Aydın Barosu’nda Kadın Hakları Komisyonu üyelerinin katılımıyla düzenlenen açıklamada Komisyon Başkanı Kübra Hergül, Denizli’de işlenen kadın cinayetine tepkilerini dile getirerek, “23 yaşında bir genç kadın, Denizli’nin Pamukkale ilçesinde, birlikte olduğu iddia edilen Furkan Zıbıncı tarafından boğazı kesilerek öldürüldü. 2021 ocak ayından bugüne kadar 235 kadın katledildi. İsimler değişti ancak vahşetler değişmedi” ifadelerini kullandı.
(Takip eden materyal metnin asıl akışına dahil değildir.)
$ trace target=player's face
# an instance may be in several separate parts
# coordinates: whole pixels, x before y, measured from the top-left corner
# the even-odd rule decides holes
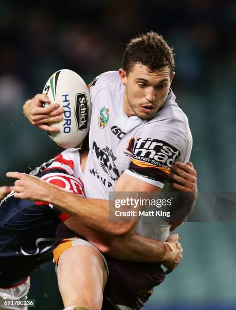
[[[142,64],[135,64],[127,75],[120,69],[122,83],[126,87],[124,108],[128,117],[136,115],[150,120],[165,103],[174,73],[167,66],[153,72]]]

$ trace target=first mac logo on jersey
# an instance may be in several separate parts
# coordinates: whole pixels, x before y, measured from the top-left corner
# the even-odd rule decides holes
[[[133,157],[155,166],[170,168],[180,155],[180,151],[162,140],[140,138],[134,149]]]
[[[85,93],[76,94],[75,101],[74,116],[77,129],[78,131],[81,131],[87,129],[89,121],[89,106]]]

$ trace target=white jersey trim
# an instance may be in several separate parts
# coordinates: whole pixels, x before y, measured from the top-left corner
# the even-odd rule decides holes
[[[149,184],[151,184],[155,186],[158,186],[158,187],[160,187],[160,188],[163,188],[164,187],[164,183],[160,182],[159,181],[155,181],[155,180],[150,180],[148,178],[145,178],[145,177],[143,177],[137,173],[135,173],[134,172],[132,172],[129,169],[126,169],[125,170],[124,172],[129,174],[129,175],[134,177],[134,178],[136,178],[136,179],[139,179],[141,181],[143,181],[144,182],[146,182],[146,183],[149,183]]]

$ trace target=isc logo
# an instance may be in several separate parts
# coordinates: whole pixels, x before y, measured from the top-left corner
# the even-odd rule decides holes
[[[123,136],[126,135],[126,133],[122,131],[121,128],[119,128],[117,126],[112,126],[110,130],[114,135],[116,136],[116,137],[118,138],[118,139],[120,139],[120,140],[121,140]]]

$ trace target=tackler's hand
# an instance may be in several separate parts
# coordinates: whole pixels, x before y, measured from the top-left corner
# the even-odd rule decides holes
[[[171,168],[172,185],[179,191],[196,191],[196,173],[192,163],[175,162]]]
[[[171,273],[183,258],[183,249],[179,241],[178,234],[173,234],[164,243],[166,248],[166,253],[162,263],[167,268],[166,275]]]
[[[12,189],[15,192],[14,197],[37,201],[49,201],[51,187],[54,186],[42,181],[35,176],[20,172],[8,172],[9,178],[18,179]]]

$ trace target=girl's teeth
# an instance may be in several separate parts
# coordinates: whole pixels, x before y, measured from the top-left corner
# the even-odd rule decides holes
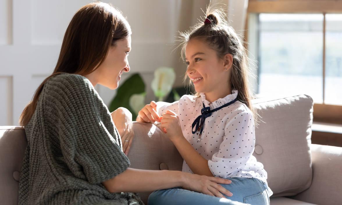
[[[194,82],[196,82],[197,80],[200,80],[201,79],[202,79],[203,78],[195,78],[195,79],[194,79],[194,80],[193,80],[193,81]]]

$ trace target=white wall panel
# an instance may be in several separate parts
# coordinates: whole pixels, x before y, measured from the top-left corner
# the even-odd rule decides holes
[[[0,0],[0,45],[12,43],[12,0]]]
[[[12,76],[0,76],[0,125],[13,124],[13,92]]]

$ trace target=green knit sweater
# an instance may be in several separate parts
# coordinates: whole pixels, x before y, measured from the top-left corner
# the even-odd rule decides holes
[[[44,86],[25,127],[19,204],[143,204],[101,182],[130,165],[107,106],[90,82],[58,75]]]

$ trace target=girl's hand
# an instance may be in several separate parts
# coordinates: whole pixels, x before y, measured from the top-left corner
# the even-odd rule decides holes
[[[167,134],[170,139],[184,137],[179,117],[174,112],[169,110],[167,110],[161,117],[161,130]]]
[[[119,107],[111,113],[113,121],[121,137],[122,151],[127,155],[134,137],[132,113],[124,107]]]
[[[231,192],[218,184],[230,184],[232,181],[229,179],[183,173],[185,175],[184,184],[182,187],[183,189],[221,198],[226,198],[222,193],[228,196],[233,195]]]
[[[143,123],[154,123],[156,121],[160,122],[160,117],[157,113],[157,104],[154,101],[146,105],[141,110],[139,111],[136,121]]]

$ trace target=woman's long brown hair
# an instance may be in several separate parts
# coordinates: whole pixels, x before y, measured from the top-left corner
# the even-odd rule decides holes
[[[36,110],[45,82],[62,73],[84,75],[96,69],[110,46],[130,35],[131,28],[120,11],[109,4],[94,2],[83,6],[74,16],[64,35],[61,52],[52,74],[36,90],[19,118],[25,126]]]

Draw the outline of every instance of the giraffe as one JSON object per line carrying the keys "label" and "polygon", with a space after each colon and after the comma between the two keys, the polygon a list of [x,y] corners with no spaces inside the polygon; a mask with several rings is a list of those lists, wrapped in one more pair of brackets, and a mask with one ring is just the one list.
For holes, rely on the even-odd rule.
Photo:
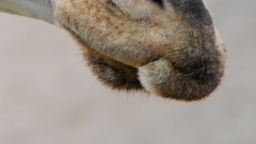
{"label": "giraffe", "polygon": [[0,11],[68,32],[112,89],[191,101],[223,76],[226,52],[202,0],[1,0]]}

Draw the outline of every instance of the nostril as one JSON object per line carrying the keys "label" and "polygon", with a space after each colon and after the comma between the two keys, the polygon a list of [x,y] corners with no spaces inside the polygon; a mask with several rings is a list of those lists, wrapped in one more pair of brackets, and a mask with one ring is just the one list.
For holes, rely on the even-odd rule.
{"label": "nostril", "polygon": [[159,5],[161,8],[164,8],[164,2],[162,0],[151,0],[153,3]]}

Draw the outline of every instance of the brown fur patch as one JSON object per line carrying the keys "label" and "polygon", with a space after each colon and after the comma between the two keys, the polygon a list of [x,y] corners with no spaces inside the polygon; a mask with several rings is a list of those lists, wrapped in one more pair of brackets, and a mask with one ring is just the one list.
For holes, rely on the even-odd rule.
{"label": "brown fur patch", "polygon": [[148,0],[62,0],[54,17],[103,83],[191,101],[219,85],[225,52],[201,0],[195,9],[183,7],[189,1],[164,0],[161,9]]}

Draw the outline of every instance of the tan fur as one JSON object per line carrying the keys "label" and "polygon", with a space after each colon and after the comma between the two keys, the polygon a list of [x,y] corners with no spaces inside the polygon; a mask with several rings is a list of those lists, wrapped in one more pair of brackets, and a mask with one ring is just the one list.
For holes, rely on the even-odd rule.
{"label": "tan fur", "polygon": [[194,21],[171,2],[164,9],[149,0],[58,0],[54,17],[106,85],[199,100],[223,76],[222,42],[213,24]]}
İSTANBUL SÖZLEŞMESİ YAŞATIR


İstanbul Sözleşmesi’nin önemine dikkat çeken Hergül, “İstanbul Sözleşmesi’nin daha iyisi yapılacak söylemlerinden sonra ülkemizde yine yüzlerce kadının şiddete uğramasına ve öldürülmesine şahit olduk. Unutulmamalıdır ki İstanbul Sözleşmesi hala yürürlüktedir. Türkiye Cumhuriyeti Devleti, CEDAW ve İstanbul Sözleşmesi’ni imzalamış ve bir takım taahhütler altına girmiştir. Bu taahhütlerin en önemlisi “Toplumsal cinsiyet eşitliğinin sağlanması, kadına yönelik şiddetin önlenmesi, cinsler arası her türlü ayrımcılığın ortadan kaldırılmasının” sağlanmasıdır. İstanbul Sözleşmesi engeller, korur ve yaşatır” diye konuştu.

“KADIN HAK ETTİ” SÖYLEMİ KADIN CİNAYETLERİNİN TEMEL NEDENİDİR


“Biz tıpkı daha önce olduğu gibi bugün de açıkça belirtiyoruz ki kadın cinayetlerini istatistik olarak görmek, listeler halinde saymak istemiyoruz” diyen Hergül, sözlerini şöyle sürdürdü: “Artık her cinayet ve şiddet vakasından sonra birkaç gün konuşulup sonra unutulmasını istemiyoruz. Bu vakalar neticesinde yaşanan toplumsal travmaların sona ermesini istiyoruz. Biliyoruz ki erkek egemen toplum anlayışından vazgeçilmemesi, kadın-erkek eşitliğinin kabul edilmemesi, kadınlar üzerinde tahakküm kurma arzusunun terk edilmemesi ve “kadın hak etti” şeklindeki söylemlerin devam etmesi kadın cinayetlerinin temel nedenidir.”

“ARTIK YETER” DİYORUZ


Denizli’de öldürülen Şebnem Şirin davasını sonuna dek takip edeceklerini de ifade eden Hergül, “Bu kez de Şebnem Şirin’in boğazı kesilerek öldürülmesi ülkemizde kadına yönelik şiddetin geldiği korkunç boyutu gözümüzün önüne sermektedir. Biz artık yeter diyoruz. Aşk cinayeti kavramını reddediyoruz. Vahşeti yumuşatan, cani bir katili romantizmin kıyılarında gösteren hiçbir söylemi kabul etmiyoruz. Hiçbir kadın cenneti bulmak için bir erkeğin cehennemine katlanmak zorunda değildir. Şebnem Şirin davasını sonuna dek takip edeceğimizi, kadına yönelik şiddet ve kadın cinayetlerinin sona ermesi için de sonuna kadar mücadele edeceğimizi bir kez daha kamuoyuna duyuruyoruz” dedi.